Seneler önce bu sütunlarda yazmıştık, şimdi tekrar o günleri hatırlayalım. 2000 yılında Sydney Paralimpik Oyunları’nda İspanyol Özel Sporcular Basket Milli Takımı spor tarihindeki büyük sahtekarlıklardan birine imza atarak, hiçbir zihinsel engeli olmayan 9 sporcuyu oynatarak altın madalya kazanmışlardı.
Oyunlardan 6 ay sonra, uzun boylu, hiçbir engeli olmayan, boynunda altın madalyalı bir genç Madrid’te bir notere başvurarak ifadesinin kayıt altına alınmasını isteyerek olayın iç yüzünü anlattı, “Hiçbirimiz engelli değildik, bazı maçlarda öne geçtiğimizde antrenörümüz, ‘biraz yavaş olun, biraz top kaybedin’ diye bizi uyarırdı” dedi.

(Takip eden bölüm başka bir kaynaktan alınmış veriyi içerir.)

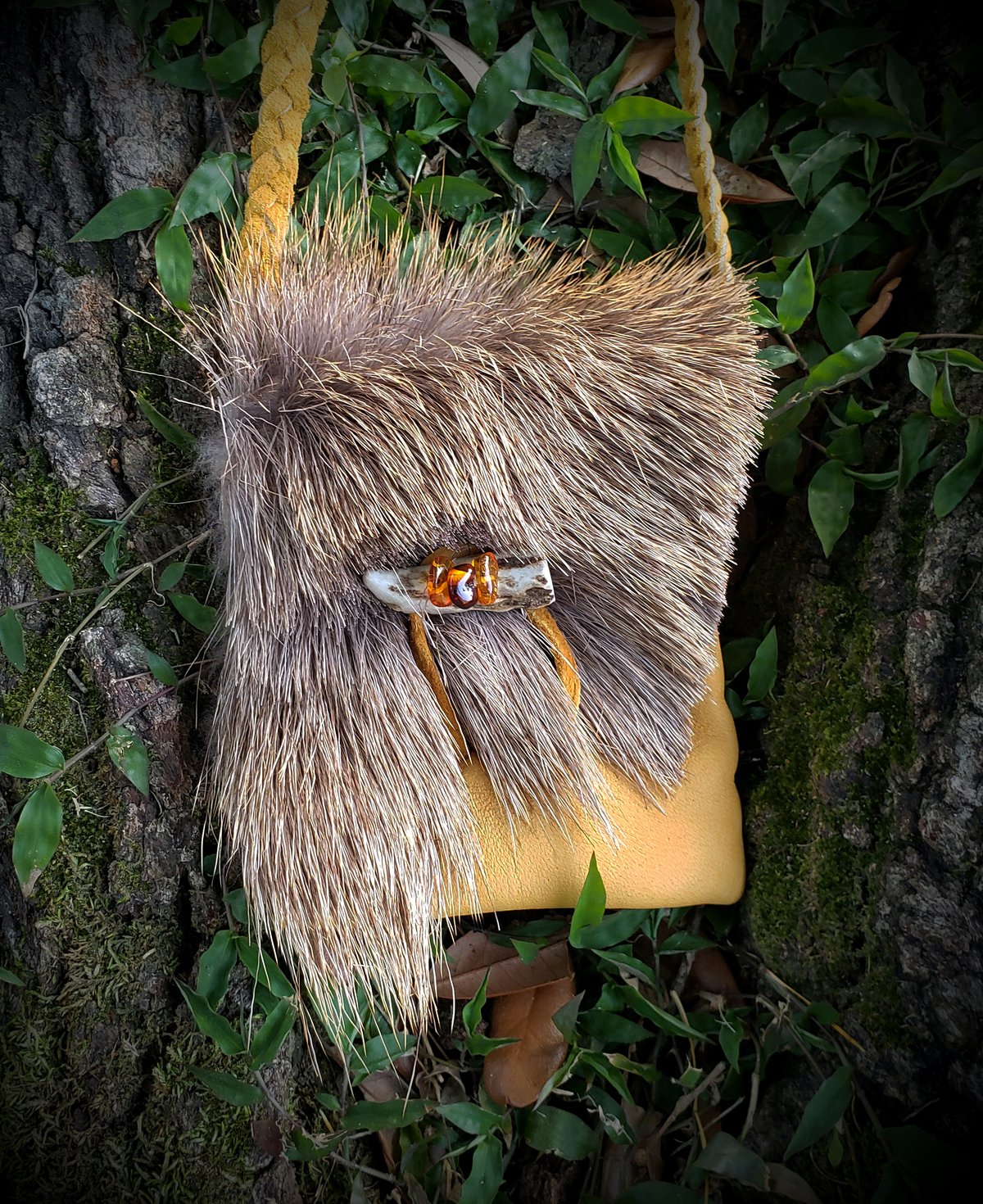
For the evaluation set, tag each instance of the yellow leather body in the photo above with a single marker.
(685, 853)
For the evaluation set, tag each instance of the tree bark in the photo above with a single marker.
(97, 1101)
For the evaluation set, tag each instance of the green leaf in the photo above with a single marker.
(550, 25)
(835, 213)
(591, 904)
(496, 94)
(23, 755)
(450, 192)
(641, 115)
(484, 1179)
(391, 75)
(228, 1088)
(482, 27)
(830, 501)
(862, 115)
(194, 612)
(170, 576)
(853, 360)
(612, 1029)
(555, 1131)
(174, 264)
(210, 1022)
(829, 154)
(181, 33)
(913, 443)
(52, 568)
(614, 16)
(264, 970)
(764, 668)
(612, 930)
(658, 1016)
(473, 1009)
(748, 131)
(128, 753)
(265, 1045)
(835, 325)
(470, 1119)
(553, 100)
(560, 74)
(134, 210)
(392, 1114)
(958, 356)
(962, 477)
(922, 373)
(798, 296)
(721, 20)
(163, 425)
(830, 48)
(824, 1111)
(588, 148)
(905, 88)
(206, 189)
(659, 1193)
(621, 161)
(215, 966)
(12, 640)
(727, 1156)
(238, 59)
(942, 404)
(38, 832)
(958, 171)
(161, 668)
(187, 72)
(353, 16)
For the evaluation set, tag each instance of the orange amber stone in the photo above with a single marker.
(439, 577)
(463, 584)
(487, 573)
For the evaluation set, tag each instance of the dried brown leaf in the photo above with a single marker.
(895, 266)
(782, 1181)
(516, 1074)
(666, 161)
(382, 1086)
(645, 63)
(470, 66)
(711, 975)
(624, 1166)
(268, 1137)
(469, 958)
(869, 319)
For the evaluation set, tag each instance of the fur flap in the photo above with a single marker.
(375, 404)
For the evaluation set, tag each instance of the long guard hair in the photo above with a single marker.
(376, 402)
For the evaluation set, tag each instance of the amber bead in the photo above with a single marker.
(439, 577)
(487, 573)
(464, 586)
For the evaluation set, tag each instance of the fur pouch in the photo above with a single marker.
(378, 402)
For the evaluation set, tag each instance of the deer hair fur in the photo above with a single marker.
(376, 402)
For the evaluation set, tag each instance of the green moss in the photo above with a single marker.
(821, 824)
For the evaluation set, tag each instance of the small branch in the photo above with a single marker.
(77, 630)
(133, 509)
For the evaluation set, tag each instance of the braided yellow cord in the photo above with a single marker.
(284, 86)
(696, 135)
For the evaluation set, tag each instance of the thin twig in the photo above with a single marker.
(361, 138)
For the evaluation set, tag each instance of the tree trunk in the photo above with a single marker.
(97, 1098)
(864, 827)
(864, 831)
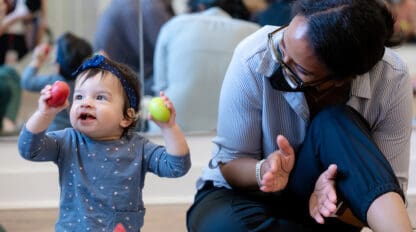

Bundan sonra Uluslararası Paralimpik Komitesi, özel sporcularla ilgili tüm branşları Paralimpik Oyunları’ndan ihraç etti.
2004 Atina, 2008 Pekin’de hiçbir yarışmaya katılamadılar. 2012’den önce yapılan oylamada İngiltere’nin de desteği ile ve bir oy farkla yeniden bazı branşlarda özel sporcuların Paralimpik Oyunları’na katılması kabul edildi. Bu bakımdan Londra’da ve önümüzdeki Rio Paralimpik Oyunları’nda bu sporcular sadece yukarıda saydığımız 3 branşta katılabiliyorlar. Bununda sorumlusunu tabiiki yazmaya gerek bile yok. O tarihteki İspanyol Özel Sporcular Spor Federasyonu, altın madalya kazanarak devletten daha çok destek alabilmek için bu ahlak dışı yola başvurmuştu. Önümüzdeki dönem 2020 Tokyo Paralimpik Oyunları’nda da aynı durum devam edecek.
Bir ülkenin federasyonunun yaptığı bu ahlaksız davranış, tüm Dünya’daki özel sporcuların Paralimpik Oyunları’na tüm branşlarda katılmasını maalesef hâlâ engelliyor.